- Associated Press - Monday, February 1, 2016

INDIANAPOLIS (AP) - Indiana senators have another day before they debate any changes to a bill that would protect lesbian, gay and bisexual - but not transgender - people from discrimination, as Republicans who control the chamber put off action Monday following a closed-door meeting and lobbying pressure.

“I’m working on some amendments and some other people have asked me to hold it,” said bill author Sen. Travis Holdman, R-Markle.

The measure has drawn criticism from Democrats and LGBT rights activists who say it does not go far enough. Religious conservatives, meanwhile, argue that while the bill permits exemptions for clergy members and religious businesses and organizations, it would still force people outside those categories to provide services for things they object to like same-sex marriages.

Still, Senate President David Long said last week he intends to bring the measure to the floor for a vote, whether or not it has enough support to pass. He declined Monday to comment on the pending bill.

Long vowed last year to revisit LGBT rights after Indiana drew national criticism for a religious objections law that opponents said sanctioned discrimination against same-sex couples.

Some cities, including Indianapolis and South Bend, already have their own ordinances in place that provide protections that the bill will honor, though ordinances adopted after 2015 wouldn’t be allowed. Taking away that power to establish local protections has drawn criticism from the Indiana Urban Mayors Caucus, which represents Indiana cities with populations larger than 30,000.

“We believe as local elected officials that we should retain the right to work together to enact civil rights protections that make sense for our communities,” Indianapolis Mayor Joe Hogsett said in a statement from the caucus.

South Bend Mayor Pete Buttigieg, who is president of the Mayors Caucus, also spoke against the latest proposal. His city passed an LGBT protection ordinance in 2012.

“I believe that most religious people in Indiana are not committed to discrimination,” Buttigieg said. “It is absolutely possible to balance religious freedom and not discriminate.”

Sen.
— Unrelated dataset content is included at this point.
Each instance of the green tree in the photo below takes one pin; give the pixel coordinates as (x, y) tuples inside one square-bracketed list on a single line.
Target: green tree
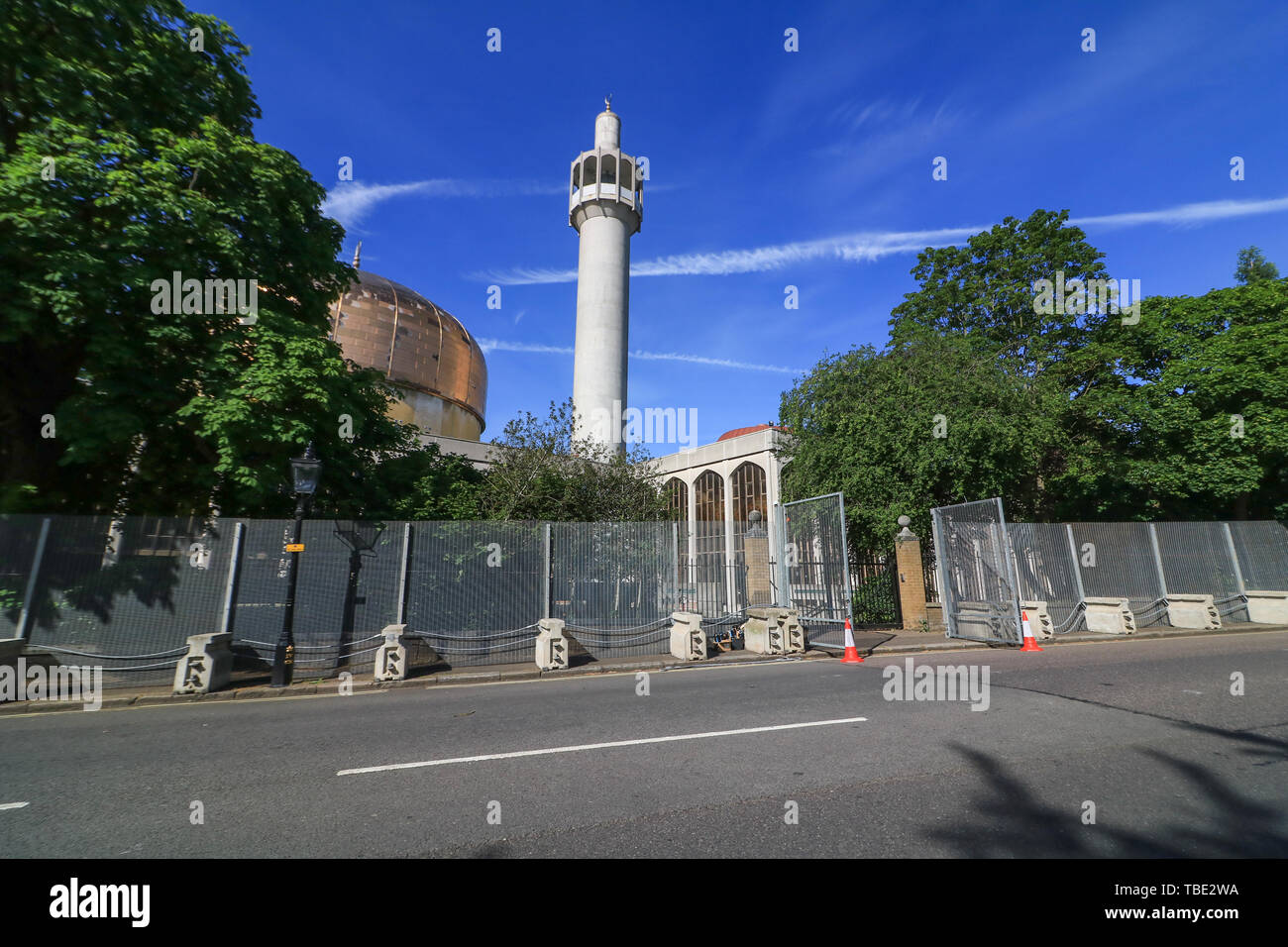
[(984, 291), (124, 158), (928, 421), (986, 295), (545, 471), (1253, 266), (1194, 420)]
Ron Alting, R-West Lafayette, recently filed amendments to allow transgender protections from housing discrimination and extending the deadline that cities have to adopt local ordinances.

“I think that is a toe in the water on equal rights,” he said. “I don’t think either one of them go far enough, but here in the General Assembly you learn to compromise. We’ll see what the will of the caucus is and we’ll go from there.”